The tax drivers, for a split structure, like this, are as follows.

  • Trusts have long been taxed on a ‘transparent’ basis, which is to say that there is no tax in the trust structure, and the tax is borne by the beneficiaries (unit holders), if the trust income is fully distributed. This is under Division 6 of of Part III of the ITAA36 (s97(1) in particular). This regime has been amplified and refined for so called ‘managed investment trusts’ under Division 276 of the ITAA97. Also, trusts beneficiaries are taxed like any other taxpayer (broadly) but shareholders are not (for, instance, by not being able to get the CGT discount). Sadly, politicians and tax collectors call the tax treatment of unit holders ‘concessional’ instead of comparing shareholders of companies unfavourably with the treatment of an individual owning the asset or business directly.
  • The trouble is that Division 6C (of Part III of the ITAA36) taxes so called ‘public trading trusts’ as if they were companies (s102S in particular). This would rob a trust structure of many of the commercial (and perhaps tax) advantages, that might have otherwise made a trust structure advantageous.
  • Division 6C does not apply, however, if the whole of its business is an “eligible investment business” which is defined (in s102M) to include a list of passive investments (see the definition of ‘public trading trust (s102R), which requires the trust to be a ‘trading trust’ (s102N), which requires the trust to carry on a ‘trading business’, which in turn is defined in s102M as being nothing other than an an ‘eligible investment business’ (as also defined in s102M).

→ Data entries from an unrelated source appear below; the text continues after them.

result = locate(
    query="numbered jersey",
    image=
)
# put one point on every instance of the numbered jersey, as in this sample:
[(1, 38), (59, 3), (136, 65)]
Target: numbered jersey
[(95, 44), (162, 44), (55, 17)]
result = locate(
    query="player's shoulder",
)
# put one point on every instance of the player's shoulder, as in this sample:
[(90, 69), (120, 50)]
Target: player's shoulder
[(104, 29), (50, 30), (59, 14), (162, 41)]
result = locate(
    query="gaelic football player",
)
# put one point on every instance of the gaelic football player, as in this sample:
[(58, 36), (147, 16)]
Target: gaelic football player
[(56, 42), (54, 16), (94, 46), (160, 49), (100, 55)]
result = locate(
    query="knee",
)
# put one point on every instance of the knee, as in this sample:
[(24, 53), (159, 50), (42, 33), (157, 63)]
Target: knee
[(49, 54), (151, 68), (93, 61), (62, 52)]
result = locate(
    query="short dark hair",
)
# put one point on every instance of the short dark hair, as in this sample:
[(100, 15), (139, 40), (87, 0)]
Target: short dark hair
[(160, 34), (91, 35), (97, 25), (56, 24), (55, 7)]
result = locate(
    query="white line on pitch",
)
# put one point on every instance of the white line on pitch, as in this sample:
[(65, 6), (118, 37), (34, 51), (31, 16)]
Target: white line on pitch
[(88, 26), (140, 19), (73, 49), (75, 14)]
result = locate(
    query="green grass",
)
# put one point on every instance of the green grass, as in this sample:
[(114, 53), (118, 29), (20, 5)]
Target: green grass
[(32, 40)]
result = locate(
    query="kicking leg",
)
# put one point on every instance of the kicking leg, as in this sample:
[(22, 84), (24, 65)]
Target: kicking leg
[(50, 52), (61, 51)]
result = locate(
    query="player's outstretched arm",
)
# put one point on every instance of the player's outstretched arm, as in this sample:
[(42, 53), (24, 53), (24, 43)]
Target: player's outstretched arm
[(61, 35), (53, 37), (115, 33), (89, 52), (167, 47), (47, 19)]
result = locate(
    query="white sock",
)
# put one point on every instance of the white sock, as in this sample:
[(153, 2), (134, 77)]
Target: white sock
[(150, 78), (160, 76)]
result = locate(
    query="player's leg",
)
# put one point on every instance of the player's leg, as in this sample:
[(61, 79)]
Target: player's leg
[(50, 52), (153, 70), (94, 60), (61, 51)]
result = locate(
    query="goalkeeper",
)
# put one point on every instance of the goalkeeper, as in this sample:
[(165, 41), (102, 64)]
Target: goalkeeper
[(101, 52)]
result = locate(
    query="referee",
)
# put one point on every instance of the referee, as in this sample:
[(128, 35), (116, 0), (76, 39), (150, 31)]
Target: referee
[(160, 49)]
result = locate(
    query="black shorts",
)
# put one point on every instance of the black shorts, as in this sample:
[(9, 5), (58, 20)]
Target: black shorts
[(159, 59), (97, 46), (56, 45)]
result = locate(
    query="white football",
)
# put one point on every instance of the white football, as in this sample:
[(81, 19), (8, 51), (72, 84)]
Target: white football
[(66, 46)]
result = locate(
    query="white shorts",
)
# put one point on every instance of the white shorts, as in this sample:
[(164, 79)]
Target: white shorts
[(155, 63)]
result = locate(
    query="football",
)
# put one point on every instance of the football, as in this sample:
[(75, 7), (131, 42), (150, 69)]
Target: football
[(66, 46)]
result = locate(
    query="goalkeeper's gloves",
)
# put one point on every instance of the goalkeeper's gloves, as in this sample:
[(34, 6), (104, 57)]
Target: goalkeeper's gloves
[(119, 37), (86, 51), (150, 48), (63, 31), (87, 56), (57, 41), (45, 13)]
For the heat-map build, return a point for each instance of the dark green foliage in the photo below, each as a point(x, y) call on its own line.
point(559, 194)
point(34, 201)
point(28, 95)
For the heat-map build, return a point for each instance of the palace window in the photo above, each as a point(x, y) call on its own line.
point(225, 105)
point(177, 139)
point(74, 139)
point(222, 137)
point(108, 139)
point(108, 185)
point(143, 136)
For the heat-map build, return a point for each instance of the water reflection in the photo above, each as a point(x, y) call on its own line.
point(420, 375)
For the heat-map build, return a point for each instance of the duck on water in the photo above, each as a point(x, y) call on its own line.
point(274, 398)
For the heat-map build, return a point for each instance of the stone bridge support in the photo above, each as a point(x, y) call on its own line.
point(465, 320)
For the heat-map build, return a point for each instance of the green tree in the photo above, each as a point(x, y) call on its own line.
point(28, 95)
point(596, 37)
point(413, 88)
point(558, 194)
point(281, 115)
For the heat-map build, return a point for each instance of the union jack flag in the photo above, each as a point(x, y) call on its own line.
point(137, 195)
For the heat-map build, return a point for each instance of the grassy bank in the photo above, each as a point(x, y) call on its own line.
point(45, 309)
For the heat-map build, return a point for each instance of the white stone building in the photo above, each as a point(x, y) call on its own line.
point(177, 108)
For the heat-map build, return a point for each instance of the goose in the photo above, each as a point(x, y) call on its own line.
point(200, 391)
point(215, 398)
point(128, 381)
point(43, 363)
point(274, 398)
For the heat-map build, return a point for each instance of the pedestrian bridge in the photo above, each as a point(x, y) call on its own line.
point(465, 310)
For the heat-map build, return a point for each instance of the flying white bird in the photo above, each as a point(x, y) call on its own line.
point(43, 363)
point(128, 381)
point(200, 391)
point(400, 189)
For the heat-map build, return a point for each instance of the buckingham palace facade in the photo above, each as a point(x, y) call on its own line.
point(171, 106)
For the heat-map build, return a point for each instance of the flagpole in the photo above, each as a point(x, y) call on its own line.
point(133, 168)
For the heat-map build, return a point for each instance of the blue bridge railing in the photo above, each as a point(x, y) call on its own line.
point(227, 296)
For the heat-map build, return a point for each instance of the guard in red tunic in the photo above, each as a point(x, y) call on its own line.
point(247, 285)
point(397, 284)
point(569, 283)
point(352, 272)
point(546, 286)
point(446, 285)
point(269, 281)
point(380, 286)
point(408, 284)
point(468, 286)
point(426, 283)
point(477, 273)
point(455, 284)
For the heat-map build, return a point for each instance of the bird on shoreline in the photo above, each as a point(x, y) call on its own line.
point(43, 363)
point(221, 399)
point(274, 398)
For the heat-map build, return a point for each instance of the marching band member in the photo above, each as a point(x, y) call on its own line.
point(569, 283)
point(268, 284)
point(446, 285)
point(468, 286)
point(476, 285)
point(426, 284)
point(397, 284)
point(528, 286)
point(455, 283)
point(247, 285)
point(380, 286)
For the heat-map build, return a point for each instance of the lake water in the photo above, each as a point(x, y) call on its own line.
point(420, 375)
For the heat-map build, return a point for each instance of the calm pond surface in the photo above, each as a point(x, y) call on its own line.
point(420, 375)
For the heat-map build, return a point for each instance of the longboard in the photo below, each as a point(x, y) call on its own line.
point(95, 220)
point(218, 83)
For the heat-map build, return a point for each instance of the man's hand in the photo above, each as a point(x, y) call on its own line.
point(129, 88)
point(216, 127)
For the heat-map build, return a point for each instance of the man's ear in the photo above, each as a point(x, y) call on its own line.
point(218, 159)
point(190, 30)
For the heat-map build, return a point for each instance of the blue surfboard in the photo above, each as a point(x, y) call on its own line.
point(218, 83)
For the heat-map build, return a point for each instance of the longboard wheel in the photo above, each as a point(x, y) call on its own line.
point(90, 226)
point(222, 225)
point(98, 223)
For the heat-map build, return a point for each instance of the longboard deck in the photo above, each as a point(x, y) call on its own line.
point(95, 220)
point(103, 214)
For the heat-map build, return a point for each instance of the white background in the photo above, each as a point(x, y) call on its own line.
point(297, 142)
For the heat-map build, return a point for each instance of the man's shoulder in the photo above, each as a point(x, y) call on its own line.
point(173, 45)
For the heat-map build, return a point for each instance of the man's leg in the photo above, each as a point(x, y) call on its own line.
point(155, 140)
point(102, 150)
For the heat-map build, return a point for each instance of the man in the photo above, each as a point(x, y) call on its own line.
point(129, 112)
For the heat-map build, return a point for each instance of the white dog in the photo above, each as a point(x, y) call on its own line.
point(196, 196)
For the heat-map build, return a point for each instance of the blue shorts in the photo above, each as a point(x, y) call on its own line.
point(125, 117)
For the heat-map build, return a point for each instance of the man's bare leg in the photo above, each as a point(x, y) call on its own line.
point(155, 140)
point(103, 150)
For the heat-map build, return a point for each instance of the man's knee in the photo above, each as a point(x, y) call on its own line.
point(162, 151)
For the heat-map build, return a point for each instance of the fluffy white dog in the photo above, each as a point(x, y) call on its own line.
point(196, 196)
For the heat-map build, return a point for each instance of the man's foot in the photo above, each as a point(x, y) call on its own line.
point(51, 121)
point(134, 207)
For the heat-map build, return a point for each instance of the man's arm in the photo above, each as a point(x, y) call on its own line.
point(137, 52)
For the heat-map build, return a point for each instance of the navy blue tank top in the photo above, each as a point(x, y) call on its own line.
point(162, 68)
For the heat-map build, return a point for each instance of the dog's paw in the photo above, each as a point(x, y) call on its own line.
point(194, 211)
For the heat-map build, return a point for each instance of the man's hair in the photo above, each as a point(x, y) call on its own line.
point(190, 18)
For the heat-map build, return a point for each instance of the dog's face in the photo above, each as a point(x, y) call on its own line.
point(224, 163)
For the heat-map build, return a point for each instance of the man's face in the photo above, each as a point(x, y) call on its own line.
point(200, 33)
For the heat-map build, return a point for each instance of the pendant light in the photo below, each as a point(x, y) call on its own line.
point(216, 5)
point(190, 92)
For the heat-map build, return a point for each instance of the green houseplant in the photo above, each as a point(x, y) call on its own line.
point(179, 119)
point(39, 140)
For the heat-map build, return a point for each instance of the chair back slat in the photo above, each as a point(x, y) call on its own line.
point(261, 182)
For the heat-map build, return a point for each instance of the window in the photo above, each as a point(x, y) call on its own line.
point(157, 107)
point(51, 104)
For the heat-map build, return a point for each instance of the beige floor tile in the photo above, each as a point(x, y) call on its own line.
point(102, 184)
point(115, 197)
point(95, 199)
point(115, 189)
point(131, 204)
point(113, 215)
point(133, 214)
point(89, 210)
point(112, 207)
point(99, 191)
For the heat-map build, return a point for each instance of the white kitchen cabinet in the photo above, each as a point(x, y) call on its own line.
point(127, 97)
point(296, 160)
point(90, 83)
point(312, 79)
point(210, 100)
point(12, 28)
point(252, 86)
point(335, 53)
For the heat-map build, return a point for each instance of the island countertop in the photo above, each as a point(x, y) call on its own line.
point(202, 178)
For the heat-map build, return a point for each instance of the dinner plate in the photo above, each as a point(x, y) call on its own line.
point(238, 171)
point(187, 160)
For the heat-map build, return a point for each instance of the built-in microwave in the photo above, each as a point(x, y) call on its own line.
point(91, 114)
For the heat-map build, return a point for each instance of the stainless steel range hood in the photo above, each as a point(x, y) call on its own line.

The ATO’s and Treasurer’s rhetoric

The ATO’s has long objected that ‘stapled structures’ turned business income into passive income, and the Treasurer still mouthed as much, when he said that these measures would ensure that “trading income for foreign investors is taxed at the corporate tax rate, and limits access to broader concessions for passive income”. Of course that characterisation (turning trading income into passive income) is untrue, as can be seen in any trading entity that rents (rather than buys) its factory, warehouse or hotel (for instance).

The other way of testing this proposition, would be to just ‘unstable’ the trust units and the company shares, so that there was no excuse for thinking of the trust as anything over than carrying on an ‘eligible investment business’.

The ‘thinness’ of the ATO’s and Treasury rhetoric is evident in these measures only targeting any non-market value shift, from the trading side to the investment side (an on-shore ‘transfer pricing’ requirement – not yet applicable to wholly Australian transactions).

FJM 30.6.18

[Treasury website: Consultation Page, Proposal Paper; Treasurers website: Media Release; KPMG: Briefing Paper; LTN 123, 29/6/18; KPMG 29/6/18; Tax Month – June 2018]

 

Study questions (answers available)

  1. Has Treasury issued a discussion paper, for consultation, before it issues an exposure draft of the legislation for further consultation?
  2. Does the paper propose control of the ‘cross-staple’ rent or other passive income amount paid by an extension of the existing MIT ‘non-arm’s length income rule’ and statutory caps?
  3. Has it been an objective of this proposal, to minimise impact on commercial arrangements while mitigating tax integrity risks?
  4. Was a significant driver, for this, the huge amount of money already invested in privatised infrastructure and the continuing need of governments to privatise infrastructure without suffering a significant discount in sale proceeds?
  5. Are stapled structures purely tax driven?